Of emerging long term concern is the Asia Pacific region, as military strategy has been gearing up in that direction while slowly winding down its entanglements with petroleum producers in the Middle East.
Earlier this spring, top Navy officials attended the Sustainable Maritime Fuels Forum in Australia, a key ally, and toured local biofuel facilities to underscore American support for the international biofuel market.
The Navy has also been working with the international community to develop standards for aviation biofuel. The U.S. algae biofuel company Origin Oil has partnered with the Department of Energy to develop fuels for this standard, which would enable the company to supply both the U.S. and NATO forces.

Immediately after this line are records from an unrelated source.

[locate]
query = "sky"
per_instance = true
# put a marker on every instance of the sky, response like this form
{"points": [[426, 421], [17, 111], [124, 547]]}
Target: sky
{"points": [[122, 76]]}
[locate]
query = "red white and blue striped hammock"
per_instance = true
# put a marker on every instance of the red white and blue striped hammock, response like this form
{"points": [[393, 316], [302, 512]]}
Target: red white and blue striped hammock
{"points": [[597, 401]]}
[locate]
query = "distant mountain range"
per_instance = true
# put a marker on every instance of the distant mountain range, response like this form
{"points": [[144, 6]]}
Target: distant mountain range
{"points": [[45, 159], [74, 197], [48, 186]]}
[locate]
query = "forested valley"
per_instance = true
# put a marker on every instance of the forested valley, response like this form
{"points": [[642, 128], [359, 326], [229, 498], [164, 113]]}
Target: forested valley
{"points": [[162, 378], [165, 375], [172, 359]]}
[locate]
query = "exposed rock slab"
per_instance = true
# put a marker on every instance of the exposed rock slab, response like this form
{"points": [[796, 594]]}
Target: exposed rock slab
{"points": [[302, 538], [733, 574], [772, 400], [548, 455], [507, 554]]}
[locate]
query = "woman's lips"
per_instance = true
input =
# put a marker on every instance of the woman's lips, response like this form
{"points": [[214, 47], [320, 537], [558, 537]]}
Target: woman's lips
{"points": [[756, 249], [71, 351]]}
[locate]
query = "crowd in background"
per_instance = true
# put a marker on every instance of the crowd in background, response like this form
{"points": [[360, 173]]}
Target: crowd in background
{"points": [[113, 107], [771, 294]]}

Origin Oil has already established international partnerships to build biorefineries around the world, focusing initially on the U.S. and Australia.
Against this backdrop, the Navy is still planning to send its Green Strike Group to RIMPAC. In an eerie bit of Hollywood timing, RIMPAC is also the setting for the new Hollywood blockbuster “Battleship,” which was filmed with the cooperation of the Navy during the same exercise two years ago. The movie features ample footage of a real strike group in action – fast forward two years, and that would be the Navy’s biofuel forces arrayed against the aliens.